I gave up.  Changed the subject.  Will not speak of it again.  Will just buy the tickets, get on the plane, and be there.  And eventually I will be able to pack up and go back, G-d willing, back to the crazy peaceful whirl of war zone in the Middle East, the only place in the world where I feel safe.

Back on the Ketogenic Diet, Modified Atkins Variety

I’m disgusted with a lot of things: my meds, my perpetual brain fog (meds?), my recent 15 pound weight gain, which, on my 5 foot tall person, is a lot and is quite demoralizing, adding to the general feeling of gloom in my environment; my lack of energy, my lithium-induced tremors and muscle weakness, and I’m sure there’s more, if I could only think of it.  Oh yes, that’s it: word-finding difficulty.

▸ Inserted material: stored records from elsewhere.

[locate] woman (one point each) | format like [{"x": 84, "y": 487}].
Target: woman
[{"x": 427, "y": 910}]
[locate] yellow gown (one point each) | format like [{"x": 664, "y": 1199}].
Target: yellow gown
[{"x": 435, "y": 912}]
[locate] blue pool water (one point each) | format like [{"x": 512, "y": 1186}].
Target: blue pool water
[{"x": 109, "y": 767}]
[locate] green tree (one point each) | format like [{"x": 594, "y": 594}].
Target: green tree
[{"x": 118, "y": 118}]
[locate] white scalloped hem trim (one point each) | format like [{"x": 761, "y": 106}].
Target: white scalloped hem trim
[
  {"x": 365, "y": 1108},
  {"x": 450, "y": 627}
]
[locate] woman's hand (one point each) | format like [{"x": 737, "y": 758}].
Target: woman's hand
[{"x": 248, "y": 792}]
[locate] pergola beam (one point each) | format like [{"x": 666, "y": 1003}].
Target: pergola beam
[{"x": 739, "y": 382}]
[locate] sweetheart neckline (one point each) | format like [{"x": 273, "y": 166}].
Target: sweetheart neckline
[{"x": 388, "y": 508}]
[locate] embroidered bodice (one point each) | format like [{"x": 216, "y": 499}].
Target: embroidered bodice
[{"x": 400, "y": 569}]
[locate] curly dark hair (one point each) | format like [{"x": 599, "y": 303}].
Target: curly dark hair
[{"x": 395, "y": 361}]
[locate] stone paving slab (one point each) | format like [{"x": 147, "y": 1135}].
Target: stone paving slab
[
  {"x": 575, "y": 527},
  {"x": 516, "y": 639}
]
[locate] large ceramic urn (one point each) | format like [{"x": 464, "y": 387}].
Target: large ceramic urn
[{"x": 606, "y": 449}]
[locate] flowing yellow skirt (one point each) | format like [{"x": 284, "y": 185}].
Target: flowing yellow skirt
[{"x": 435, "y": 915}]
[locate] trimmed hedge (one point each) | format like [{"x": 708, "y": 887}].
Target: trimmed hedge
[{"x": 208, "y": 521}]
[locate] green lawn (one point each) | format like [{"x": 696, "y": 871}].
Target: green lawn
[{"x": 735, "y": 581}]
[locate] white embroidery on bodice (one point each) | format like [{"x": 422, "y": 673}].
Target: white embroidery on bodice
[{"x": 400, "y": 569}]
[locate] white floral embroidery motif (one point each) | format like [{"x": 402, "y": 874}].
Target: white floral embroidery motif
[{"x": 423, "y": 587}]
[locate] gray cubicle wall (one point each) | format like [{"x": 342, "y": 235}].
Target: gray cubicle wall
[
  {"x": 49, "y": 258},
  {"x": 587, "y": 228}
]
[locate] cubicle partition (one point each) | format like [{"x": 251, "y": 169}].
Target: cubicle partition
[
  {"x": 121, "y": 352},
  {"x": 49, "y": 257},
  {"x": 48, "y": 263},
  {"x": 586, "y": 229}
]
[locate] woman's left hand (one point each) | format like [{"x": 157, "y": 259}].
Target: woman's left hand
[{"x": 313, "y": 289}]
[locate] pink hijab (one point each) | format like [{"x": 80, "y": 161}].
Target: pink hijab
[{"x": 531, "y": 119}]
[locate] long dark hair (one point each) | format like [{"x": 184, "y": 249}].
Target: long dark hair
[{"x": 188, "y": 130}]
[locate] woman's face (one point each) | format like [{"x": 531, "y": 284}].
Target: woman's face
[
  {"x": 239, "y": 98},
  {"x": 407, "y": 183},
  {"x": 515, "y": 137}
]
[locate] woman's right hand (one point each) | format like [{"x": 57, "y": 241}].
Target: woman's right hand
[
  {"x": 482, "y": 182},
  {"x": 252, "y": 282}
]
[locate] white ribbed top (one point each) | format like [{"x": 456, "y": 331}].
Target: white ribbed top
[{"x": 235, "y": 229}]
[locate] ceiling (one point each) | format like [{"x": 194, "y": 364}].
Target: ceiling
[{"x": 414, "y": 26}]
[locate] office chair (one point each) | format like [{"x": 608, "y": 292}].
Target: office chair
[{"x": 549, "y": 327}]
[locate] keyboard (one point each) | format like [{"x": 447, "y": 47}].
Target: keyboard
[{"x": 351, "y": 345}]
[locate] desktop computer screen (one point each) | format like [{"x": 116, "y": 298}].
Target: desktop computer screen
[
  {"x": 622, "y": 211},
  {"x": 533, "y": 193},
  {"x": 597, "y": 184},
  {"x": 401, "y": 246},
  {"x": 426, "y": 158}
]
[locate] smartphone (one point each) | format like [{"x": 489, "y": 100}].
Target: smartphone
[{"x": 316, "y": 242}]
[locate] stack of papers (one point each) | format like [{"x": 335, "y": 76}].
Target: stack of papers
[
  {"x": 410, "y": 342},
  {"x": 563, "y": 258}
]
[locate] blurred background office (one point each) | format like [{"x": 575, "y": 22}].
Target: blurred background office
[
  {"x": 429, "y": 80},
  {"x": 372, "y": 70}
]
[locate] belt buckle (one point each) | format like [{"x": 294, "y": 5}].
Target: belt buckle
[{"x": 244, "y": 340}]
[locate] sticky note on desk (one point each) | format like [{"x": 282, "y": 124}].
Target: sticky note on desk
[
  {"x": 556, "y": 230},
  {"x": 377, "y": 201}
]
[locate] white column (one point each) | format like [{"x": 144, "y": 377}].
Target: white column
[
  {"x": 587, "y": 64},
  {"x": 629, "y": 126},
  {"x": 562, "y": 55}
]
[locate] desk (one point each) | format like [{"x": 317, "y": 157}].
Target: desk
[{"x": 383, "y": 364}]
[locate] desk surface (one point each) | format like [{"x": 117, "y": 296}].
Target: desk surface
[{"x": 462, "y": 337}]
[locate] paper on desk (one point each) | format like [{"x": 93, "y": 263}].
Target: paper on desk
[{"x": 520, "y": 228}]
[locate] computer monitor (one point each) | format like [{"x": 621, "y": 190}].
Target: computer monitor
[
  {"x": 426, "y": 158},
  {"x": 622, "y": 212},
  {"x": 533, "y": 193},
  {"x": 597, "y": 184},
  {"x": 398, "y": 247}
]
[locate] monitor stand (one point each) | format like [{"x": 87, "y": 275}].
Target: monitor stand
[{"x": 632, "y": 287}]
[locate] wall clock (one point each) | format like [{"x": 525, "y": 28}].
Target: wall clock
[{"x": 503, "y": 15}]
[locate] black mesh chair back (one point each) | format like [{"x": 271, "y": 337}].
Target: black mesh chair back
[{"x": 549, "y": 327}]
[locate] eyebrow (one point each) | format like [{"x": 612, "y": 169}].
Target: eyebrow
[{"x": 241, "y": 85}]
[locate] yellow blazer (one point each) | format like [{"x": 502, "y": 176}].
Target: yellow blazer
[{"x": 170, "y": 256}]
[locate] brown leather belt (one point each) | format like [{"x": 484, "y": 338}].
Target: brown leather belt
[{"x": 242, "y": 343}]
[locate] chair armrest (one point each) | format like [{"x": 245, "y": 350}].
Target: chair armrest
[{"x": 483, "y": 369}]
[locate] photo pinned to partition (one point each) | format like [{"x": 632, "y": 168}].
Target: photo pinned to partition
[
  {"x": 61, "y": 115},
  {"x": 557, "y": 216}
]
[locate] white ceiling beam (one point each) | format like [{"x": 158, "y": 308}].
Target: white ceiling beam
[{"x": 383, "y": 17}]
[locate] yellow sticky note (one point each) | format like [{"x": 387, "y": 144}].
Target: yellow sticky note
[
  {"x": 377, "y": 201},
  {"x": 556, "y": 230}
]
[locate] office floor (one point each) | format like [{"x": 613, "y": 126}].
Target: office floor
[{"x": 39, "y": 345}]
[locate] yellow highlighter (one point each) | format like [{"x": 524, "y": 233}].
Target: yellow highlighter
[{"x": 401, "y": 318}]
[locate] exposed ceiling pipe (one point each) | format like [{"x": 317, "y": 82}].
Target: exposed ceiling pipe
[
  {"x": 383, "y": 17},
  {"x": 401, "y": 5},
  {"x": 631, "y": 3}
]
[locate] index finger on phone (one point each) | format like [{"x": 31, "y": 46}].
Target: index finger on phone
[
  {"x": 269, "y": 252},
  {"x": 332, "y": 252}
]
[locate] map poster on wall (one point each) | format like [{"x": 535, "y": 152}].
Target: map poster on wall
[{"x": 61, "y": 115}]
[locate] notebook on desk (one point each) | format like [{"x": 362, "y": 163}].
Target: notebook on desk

At one point in my bipolar journey, nothing was working, med-wise, and my shrink planted an idea in my brain that had consequences I don’t think he intended.  There is a great deal of similarity between bipolar illness and seizure disorder: both share the phenomenon of kindling, where a little spark gets going and if it’s not stopped, it spreads until it causes generalized dysfunction.  In Bipolar-land we usually call that a trigger, but there is functional MRI evidence that demonstrates similar changes in brain metabolism during the moments leading up to a seizure, and the moments leading up to a bipolar decompensation.  So it should be no surprise that anti-epileptic drugs also treat bipolar symptoms.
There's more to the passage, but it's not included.